This review incorrectly says that John and Samuel Adams were brothers. They were second cousins.
'John Adams,' Second To None
Saturday, March 15, 2008
When in the course of media events, a network devotes six Sunday nights, more than seven hours of airtime and $100 million to a miniseries, it's likely that the show will be awash with sex and violence.
HBO, however, is about to depart radically from just that sort of thing and take a brave, glorious gamble. "John Adams" dramatizes the life of the second president, a Founding Father whose name is familiar but whose persona isn't.
That is about to change.
Premiering tomorrow night (with the first two episodes airing back to back), "Adams" is the kind of classily intelligent production that can be happily recommended to everybody. The filmmakers, including executive producer Tom Hanks, have attempted to re-create and enliven history -- and they succeed grandly.
Although the production is immense, and scenic values are enhanced by impressive digital effects, the two most important assets to the production are Paul Giamatti and Laura Linney. These exemplary and versatile actors seem to "know" John and Abigail Adams as if they had lived next door to them for years and played cards with them weekly.
Giamatti might seem a curious choice physically, since he's perhaps plumper and grumpier than the Adams of our mind's eye. The actor, though, gets inside the character and takes command in the very first scene, during which the stubbornly independent Adams decides to defend British soldiers charged in court with shooting Boston citizens in the street. It's 1770, and the British still occupy the American colonies, growing more unpopular by the day.
"No Boston jury will ever vote for acquittal," says John's relative Sam (Danny Huston).
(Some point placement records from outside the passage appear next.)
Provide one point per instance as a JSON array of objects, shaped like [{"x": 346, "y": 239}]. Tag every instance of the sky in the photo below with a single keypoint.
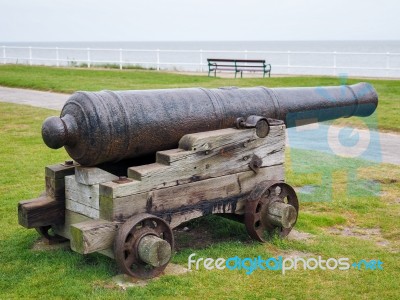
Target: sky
[{"x": 198, "y": 20}]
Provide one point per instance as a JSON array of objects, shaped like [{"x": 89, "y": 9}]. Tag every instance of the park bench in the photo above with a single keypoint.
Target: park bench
[{"x": 238, "y": 66}]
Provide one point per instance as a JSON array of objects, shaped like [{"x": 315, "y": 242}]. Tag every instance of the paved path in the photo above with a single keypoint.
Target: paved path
[
  {"x": 33, "y": 98},
  {"x": 370, "y": 145}
]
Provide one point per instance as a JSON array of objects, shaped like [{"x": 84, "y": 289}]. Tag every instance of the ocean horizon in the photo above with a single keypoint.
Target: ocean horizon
[{"x": 378, "y": 58}]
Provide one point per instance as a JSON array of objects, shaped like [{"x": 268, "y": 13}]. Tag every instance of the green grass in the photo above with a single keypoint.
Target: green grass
[
  {"x": 356, "y": 194},
  {"x": 69, "y": 80}
]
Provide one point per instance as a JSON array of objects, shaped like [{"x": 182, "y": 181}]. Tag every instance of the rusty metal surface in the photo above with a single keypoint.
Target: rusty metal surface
[
  {"x": 256, "y": 219},
  {"x": 127, "y": 242},
  {"x": 111, "y": 126}
]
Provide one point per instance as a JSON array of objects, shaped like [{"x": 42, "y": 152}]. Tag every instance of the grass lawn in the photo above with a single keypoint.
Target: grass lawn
[
  {"x": 72, "y": 79},
  {"x": 361, "y": 220}
]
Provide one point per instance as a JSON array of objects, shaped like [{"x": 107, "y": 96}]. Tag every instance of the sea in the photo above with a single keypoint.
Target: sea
[{"x": 359, "y": 58}]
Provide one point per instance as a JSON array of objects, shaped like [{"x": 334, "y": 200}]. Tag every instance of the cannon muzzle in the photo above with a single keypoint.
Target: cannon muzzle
[{"x": 106, "y": 126}]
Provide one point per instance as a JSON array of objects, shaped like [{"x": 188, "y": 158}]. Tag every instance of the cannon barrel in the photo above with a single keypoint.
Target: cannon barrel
[{"x": 106, "y": 126}]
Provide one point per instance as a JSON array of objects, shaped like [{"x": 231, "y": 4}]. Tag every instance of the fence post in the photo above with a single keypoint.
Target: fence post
[
  {"x": 334, "y": 63},
  {"x": 88, "y": 52},
  {"x": 120, "y": 59},
  {"x": 30, "y": 56},
  {"x": 57, "y": 58},
  {"x": 387, "y": 63},
  {"x": 201, "y": 60},
  {"x": 158, "y": 59}
]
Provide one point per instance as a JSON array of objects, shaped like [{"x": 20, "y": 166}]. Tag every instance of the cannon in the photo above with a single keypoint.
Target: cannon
[{"x": 144, "y": 162}]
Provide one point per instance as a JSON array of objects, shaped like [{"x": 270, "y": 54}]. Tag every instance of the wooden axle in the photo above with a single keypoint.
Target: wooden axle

But John Adams stands fast even against mob rage: "I intend to show that this colony is governed by law," he says, even though he's a member of the rebellious Sons of Liberty himself.
Linney's Abigail is always at his side either literally or spiritually (through 54 years of marriage), occasionally making such suggestions to her husband as "mask your impatience with those less intelligent than yourself" -- something Adams has a tough time doing.
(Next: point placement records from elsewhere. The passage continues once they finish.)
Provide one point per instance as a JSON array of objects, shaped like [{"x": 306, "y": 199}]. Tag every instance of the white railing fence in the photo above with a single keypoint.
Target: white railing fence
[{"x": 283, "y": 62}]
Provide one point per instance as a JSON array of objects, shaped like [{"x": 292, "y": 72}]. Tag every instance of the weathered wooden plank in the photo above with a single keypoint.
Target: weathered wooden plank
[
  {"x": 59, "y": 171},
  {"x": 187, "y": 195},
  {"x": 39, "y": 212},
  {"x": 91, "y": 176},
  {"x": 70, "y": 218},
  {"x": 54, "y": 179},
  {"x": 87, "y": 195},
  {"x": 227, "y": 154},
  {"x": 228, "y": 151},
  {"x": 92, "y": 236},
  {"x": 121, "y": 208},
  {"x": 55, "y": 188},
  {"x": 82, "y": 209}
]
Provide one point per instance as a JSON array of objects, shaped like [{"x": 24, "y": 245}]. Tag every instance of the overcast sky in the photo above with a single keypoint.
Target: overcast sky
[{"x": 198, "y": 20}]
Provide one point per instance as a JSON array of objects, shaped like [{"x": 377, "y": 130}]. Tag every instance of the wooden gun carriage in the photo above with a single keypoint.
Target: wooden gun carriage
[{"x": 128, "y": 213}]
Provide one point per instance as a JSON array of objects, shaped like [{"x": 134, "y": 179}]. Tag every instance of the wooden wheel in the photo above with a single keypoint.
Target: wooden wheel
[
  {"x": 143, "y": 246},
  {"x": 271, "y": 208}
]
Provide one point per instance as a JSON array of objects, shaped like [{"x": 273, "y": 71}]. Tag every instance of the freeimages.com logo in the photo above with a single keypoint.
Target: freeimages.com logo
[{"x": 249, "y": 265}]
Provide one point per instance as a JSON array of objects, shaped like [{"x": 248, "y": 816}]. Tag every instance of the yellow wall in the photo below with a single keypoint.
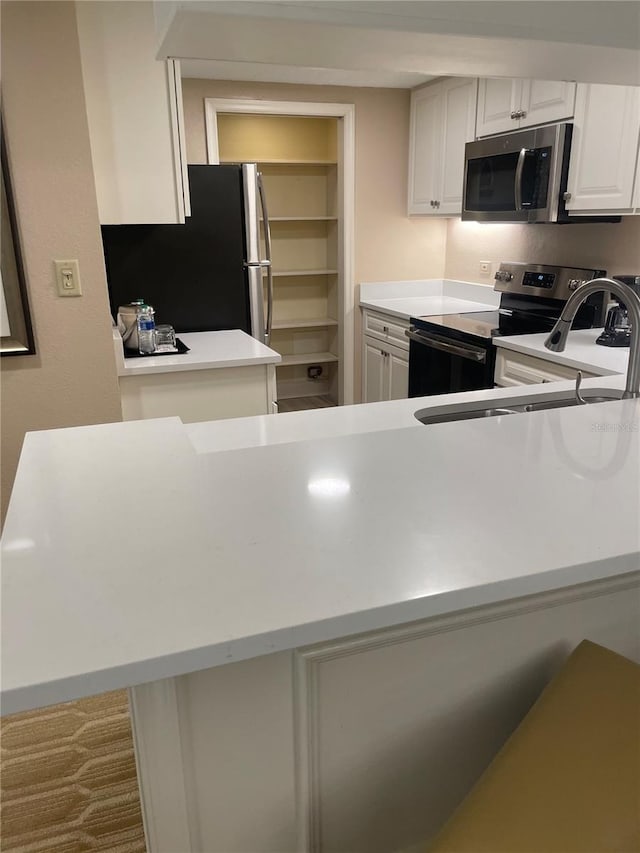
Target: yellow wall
[
  {"x": 72, "y": 380},
  {"x": 388, "y": 245}
]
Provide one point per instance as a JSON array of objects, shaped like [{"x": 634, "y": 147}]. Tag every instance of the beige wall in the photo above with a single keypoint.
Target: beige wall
[
  {"x": 72, "y": 380},
  {"x": 612, "y": 247},
  {"x": 388, "y": 245}
]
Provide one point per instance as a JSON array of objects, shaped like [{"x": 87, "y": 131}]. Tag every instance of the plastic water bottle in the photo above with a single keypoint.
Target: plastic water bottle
[{"x": 146, "y": 330}]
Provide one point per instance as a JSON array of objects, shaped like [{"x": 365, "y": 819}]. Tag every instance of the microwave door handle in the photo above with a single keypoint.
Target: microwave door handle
[
  {"x": 472, "y": 353},
  {"x": 267, "y": 262},
  {"x": 517, "y": 188}
]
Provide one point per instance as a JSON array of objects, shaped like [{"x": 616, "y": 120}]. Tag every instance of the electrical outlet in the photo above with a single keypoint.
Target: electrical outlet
[{"x": 68, "y": 278}]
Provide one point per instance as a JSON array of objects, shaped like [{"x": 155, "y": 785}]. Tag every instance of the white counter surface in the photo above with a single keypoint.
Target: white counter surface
[
  {"x": 581, "y": 351},
  {"x": 208, "y": 350},
  {"x": 407, "y": 299},
  {"x": 134, "y": 552}
]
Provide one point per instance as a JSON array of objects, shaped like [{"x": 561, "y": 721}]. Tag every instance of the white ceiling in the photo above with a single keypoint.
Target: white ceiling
[{"x": 402, "y": 43}]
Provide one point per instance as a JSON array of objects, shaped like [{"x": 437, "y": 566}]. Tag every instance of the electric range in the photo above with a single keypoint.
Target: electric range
[{"x": 455, "y": 352}]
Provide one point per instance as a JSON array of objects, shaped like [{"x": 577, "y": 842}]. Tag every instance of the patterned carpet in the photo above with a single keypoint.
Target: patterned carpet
[{"x": 68, "y": 779}]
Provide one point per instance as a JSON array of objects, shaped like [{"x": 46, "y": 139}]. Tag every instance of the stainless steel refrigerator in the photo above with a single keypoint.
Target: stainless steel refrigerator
[{"x": 207, "y": 274}]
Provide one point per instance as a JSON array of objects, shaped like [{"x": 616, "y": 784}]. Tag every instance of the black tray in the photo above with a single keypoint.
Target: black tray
[{"x": 181, "y": 349}]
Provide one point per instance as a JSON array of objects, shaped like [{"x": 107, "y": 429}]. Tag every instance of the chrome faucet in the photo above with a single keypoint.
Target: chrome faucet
[{"x": 558, "y": 336}]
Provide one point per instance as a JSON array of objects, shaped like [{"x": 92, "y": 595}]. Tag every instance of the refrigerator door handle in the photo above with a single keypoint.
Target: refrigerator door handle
[{"x": 267, "y": 261}]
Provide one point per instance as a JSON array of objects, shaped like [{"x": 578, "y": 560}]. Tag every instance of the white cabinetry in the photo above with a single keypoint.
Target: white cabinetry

Dramatizing America's colonial and revolutionary years is full of pitfalls and has resulted in many a leaden movie -- from the cartoon buffoons of the musical "1776" to the British-as-mad-fiends hysteria of Mel Gibson's imbecilic "The Patriot." Mythic historical figures can come across as strutting, one-dimensional impersonations. But shrewdly adapting a book by the dedicated David McCullough, writer Kirk Ellis and director Tom Hooper have created characters who live and breathe and also, on occasion, bleed. They talk in complete sentences -- a charming habit long since abandoned here in the Colonies -- and yet the dialogue never seems stiff and unwieldy, as often happens in historical productions.
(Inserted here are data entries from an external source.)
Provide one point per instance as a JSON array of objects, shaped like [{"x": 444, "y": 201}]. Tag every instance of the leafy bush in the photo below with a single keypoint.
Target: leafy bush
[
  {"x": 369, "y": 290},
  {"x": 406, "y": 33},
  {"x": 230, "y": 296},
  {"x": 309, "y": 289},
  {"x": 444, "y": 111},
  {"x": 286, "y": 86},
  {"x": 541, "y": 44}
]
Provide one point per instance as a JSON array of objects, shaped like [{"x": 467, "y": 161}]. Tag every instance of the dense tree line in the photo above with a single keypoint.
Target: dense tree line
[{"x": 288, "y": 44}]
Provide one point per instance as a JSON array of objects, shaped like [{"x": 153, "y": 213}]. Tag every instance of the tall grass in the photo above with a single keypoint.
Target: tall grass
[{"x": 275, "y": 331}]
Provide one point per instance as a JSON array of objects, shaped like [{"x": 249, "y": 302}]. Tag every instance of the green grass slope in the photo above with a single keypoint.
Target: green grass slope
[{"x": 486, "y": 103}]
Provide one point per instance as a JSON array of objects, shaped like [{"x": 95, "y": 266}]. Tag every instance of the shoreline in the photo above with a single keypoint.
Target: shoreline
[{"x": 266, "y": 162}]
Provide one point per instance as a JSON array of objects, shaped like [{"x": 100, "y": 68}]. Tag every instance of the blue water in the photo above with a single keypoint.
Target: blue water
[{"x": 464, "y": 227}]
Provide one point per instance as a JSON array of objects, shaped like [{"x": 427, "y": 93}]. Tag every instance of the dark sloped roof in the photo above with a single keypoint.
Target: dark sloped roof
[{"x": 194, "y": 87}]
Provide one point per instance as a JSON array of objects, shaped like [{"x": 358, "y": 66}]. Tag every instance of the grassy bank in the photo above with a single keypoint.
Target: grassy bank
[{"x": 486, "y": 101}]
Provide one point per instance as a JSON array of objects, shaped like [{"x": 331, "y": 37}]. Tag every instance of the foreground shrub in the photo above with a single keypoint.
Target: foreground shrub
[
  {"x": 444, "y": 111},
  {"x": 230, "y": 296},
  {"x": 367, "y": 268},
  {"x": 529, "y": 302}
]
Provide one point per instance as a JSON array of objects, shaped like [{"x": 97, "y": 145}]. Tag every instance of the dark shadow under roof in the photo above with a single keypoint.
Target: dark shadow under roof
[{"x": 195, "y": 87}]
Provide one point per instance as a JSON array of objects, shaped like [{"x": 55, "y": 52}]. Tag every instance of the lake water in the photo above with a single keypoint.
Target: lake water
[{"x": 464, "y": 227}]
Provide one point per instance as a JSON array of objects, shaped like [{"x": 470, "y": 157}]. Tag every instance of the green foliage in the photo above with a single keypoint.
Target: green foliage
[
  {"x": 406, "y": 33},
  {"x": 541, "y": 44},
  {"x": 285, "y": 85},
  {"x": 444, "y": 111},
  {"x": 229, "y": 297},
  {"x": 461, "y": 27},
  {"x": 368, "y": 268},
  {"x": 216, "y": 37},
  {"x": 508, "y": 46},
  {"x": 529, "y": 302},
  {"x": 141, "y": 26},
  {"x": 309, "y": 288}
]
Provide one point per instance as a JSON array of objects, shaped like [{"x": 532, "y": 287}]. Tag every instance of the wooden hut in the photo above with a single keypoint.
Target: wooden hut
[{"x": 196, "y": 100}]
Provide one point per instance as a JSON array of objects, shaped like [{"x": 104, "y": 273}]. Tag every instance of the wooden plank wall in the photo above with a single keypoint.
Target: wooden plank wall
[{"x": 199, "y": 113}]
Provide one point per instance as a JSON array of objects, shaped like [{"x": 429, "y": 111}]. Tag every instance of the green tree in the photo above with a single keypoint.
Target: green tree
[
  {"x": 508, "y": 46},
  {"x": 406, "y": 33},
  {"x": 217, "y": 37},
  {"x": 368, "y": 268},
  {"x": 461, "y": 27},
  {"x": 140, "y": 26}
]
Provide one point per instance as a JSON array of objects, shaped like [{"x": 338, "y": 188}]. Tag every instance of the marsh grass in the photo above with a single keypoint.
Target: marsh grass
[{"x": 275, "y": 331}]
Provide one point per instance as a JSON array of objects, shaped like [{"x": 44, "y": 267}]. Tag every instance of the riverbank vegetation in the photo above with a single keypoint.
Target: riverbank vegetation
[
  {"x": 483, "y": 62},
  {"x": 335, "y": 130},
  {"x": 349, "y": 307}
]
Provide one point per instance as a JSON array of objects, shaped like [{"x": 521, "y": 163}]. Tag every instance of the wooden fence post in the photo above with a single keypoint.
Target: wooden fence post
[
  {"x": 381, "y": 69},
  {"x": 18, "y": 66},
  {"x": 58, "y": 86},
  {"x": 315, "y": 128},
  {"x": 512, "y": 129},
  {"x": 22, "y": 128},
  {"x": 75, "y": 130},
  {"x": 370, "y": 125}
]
Giamatti and Linney give us a married couple harmonious, compatible and on occasion discreetly ardent. In Part 4, Abigail goes to France, after years of separation, to join her husband on a diplomatic mission (basically begging the French for material support). She steps out of a carriage in front of a large crowd and John greets her with formal restraint. One can feel their longing to embrace passionately -- which they finally do once protected by the privacy of a palace bedroom.
Sometimes, inappropriately, Giamatti exhibits that look of simmering contempt familiar from such films as "Sideways," one of his acclaimed performances, and the bitterness seems misplaced here. In Part 3, Giamatti briefly breaks out in the cutes, with Adams coming off as precious and prissy, as if playing the part at an amusement park like Colonial Williamsburg (where some of the film's scenes were shot; others were done on location in Hungary, about as far from Colonial Williamsburg as one can get).
For nearly throughout, Giamatti's performance is captivating, often poignantly so. He's especially touching when being maligned by giggling French snobs, when Adams is painfully aware that he is being mocked for his lack of sophistication and his inability to master the language.